"Almost six years."
"You are no longer a student, then. A scholar."
"There is no great distinction between the two."
"I suppose not," the goblin agreed, "but it means you are no shiny-faced schoolboy. You are beyond simple student pranks."
"I think I am," said Cornwall, "but I don't quite see your point…»
"The point is that Oswald saw you steal it and yet he let you go. Could he have known what you stole?"
"I would rather doubt it. I didn't know what it was myself until I saw it. I wasn't looking for it. I didn't even know that it existed. I noticed when I got the book down that there was something rather strange about the binding on the back cover. It seemed too thick. It gave beneath one's fingers, as if something might be hidden there, between the binding and the board."
"If it was so noticeable," asked the goblin, "how is it that no one else had found it? How about another chunk of cheese?"
Cornwall cut another slice of cheese and gave it to him. "I think there is an easy answer to your question. I imagine I may have been the first one in a century or more who had taken down that book."
"An obscure tome," said the goblin. 'There are many such. Would you mind telling me what it was?"
"An old traveler's tale," said Cornwall. "Written many years ago, several hundred years ago. In very ancient script. Some monk of long ago made it a thing of beauty when he copied it, with intricate and colorful initial letters and pretty conceits in the margins. But if you ask me, it was a waste of time. By and large, it is a pack of lies."

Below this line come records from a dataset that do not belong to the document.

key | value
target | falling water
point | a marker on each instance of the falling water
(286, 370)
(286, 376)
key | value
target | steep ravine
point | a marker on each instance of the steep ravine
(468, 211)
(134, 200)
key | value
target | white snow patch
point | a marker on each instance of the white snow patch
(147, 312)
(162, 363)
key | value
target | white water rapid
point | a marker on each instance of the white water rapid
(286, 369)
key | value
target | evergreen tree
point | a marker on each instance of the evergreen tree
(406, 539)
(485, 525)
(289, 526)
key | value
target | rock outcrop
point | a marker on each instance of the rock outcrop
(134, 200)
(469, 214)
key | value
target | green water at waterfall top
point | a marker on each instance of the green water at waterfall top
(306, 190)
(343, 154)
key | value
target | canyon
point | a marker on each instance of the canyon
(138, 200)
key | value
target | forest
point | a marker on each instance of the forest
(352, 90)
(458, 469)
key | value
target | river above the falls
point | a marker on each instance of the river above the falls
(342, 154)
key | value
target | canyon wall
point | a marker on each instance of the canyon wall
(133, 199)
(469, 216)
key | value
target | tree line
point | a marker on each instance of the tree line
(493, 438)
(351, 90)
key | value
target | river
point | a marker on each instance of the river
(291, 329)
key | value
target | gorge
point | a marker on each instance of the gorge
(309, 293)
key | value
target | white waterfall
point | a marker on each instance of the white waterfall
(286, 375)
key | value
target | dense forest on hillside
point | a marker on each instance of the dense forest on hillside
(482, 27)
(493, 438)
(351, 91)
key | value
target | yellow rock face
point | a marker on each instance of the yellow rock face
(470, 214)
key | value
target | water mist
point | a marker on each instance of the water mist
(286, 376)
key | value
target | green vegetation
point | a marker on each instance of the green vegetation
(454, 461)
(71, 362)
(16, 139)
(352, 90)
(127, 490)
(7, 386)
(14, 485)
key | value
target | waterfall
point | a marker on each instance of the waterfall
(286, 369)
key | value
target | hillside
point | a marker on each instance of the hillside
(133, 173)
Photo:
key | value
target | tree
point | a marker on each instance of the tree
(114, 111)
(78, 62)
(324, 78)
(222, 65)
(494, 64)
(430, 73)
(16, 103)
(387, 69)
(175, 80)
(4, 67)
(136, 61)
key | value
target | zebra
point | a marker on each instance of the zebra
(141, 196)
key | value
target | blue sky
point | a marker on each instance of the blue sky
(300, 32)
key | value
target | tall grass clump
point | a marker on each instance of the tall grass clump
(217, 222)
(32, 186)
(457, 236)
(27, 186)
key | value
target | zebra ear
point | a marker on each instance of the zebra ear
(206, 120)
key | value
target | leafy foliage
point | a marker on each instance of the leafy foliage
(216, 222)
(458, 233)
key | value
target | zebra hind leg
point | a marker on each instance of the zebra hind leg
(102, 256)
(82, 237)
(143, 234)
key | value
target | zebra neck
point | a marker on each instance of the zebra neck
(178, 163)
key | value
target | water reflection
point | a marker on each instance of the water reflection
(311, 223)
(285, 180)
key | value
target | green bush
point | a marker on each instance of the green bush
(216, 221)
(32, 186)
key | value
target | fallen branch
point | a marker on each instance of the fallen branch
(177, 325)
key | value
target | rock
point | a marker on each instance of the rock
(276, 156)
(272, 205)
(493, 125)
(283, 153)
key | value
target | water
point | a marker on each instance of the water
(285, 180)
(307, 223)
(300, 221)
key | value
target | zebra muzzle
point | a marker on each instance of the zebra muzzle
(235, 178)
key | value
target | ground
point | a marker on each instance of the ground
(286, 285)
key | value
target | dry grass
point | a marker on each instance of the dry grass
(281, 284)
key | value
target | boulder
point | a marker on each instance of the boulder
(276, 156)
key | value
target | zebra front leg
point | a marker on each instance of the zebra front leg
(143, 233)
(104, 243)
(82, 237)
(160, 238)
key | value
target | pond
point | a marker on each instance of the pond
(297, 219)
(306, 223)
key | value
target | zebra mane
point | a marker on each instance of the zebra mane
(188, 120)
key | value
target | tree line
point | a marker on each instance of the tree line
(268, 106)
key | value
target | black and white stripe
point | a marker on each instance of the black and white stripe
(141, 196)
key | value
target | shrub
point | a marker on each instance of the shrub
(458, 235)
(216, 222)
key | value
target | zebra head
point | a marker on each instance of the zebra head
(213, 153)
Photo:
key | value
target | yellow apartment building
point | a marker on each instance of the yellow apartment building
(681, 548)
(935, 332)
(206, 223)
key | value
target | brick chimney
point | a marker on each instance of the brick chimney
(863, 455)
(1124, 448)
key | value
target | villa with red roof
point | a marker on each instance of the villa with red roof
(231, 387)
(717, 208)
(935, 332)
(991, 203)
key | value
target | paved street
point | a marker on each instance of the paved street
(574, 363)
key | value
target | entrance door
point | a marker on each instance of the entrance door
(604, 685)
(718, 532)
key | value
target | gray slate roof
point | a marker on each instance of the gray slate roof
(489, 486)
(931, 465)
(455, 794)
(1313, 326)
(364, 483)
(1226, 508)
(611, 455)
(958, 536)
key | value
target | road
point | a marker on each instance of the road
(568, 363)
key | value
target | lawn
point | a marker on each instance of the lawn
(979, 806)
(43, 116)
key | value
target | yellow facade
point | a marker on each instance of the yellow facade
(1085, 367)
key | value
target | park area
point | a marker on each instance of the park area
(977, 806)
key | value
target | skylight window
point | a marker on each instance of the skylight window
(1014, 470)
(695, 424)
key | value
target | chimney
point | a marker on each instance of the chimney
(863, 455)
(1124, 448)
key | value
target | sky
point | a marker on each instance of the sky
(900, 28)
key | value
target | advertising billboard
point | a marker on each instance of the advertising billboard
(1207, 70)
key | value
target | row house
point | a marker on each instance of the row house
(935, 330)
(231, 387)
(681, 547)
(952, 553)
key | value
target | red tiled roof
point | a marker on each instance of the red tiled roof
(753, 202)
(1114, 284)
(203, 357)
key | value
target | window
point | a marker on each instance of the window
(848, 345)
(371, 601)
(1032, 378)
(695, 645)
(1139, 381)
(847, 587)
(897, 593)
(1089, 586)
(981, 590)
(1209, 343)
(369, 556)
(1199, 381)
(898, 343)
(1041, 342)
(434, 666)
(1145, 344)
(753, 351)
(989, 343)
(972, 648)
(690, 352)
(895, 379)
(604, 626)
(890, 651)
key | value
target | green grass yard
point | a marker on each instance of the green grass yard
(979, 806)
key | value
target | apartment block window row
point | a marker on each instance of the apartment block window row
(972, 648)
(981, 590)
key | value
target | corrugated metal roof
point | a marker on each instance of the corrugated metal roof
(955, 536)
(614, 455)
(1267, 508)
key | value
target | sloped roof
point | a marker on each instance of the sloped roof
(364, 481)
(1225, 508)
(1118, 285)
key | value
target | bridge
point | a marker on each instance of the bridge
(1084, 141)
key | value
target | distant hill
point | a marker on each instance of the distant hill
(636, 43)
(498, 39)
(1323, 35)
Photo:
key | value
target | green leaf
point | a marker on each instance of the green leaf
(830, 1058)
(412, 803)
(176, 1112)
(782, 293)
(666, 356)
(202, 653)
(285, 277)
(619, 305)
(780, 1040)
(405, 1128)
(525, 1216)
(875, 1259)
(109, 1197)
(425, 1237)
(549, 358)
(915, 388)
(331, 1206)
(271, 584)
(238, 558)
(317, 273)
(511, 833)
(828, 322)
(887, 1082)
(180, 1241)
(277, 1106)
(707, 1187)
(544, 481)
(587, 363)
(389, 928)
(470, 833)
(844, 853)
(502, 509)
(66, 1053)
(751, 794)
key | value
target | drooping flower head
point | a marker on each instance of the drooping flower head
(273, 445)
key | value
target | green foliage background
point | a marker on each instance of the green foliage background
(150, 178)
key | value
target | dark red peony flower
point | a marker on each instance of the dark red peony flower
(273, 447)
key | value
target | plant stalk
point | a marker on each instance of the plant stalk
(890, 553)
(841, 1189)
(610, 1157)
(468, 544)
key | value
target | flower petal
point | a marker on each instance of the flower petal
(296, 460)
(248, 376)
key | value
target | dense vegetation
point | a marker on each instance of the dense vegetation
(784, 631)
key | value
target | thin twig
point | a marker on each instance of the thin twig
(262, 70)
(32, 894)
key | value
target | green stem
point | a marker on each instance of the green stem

"Then why did you go looking for it?"
"Sometimes from many falsehoods one may garner certain truths. I was looking for the mention of one specific thing."
"And you found it?"
"Not in the book," said Cornwall. "In the hidden manuscript. I'm inclined to think the book is the original copy of the tale. Perhaps the only one. It is not the sort of thing that would have been copied extensively. The old monk in the scriptorium probably worked from the traveler's own writings, copying it in style, making it a splendid book that one might be rightly proud of."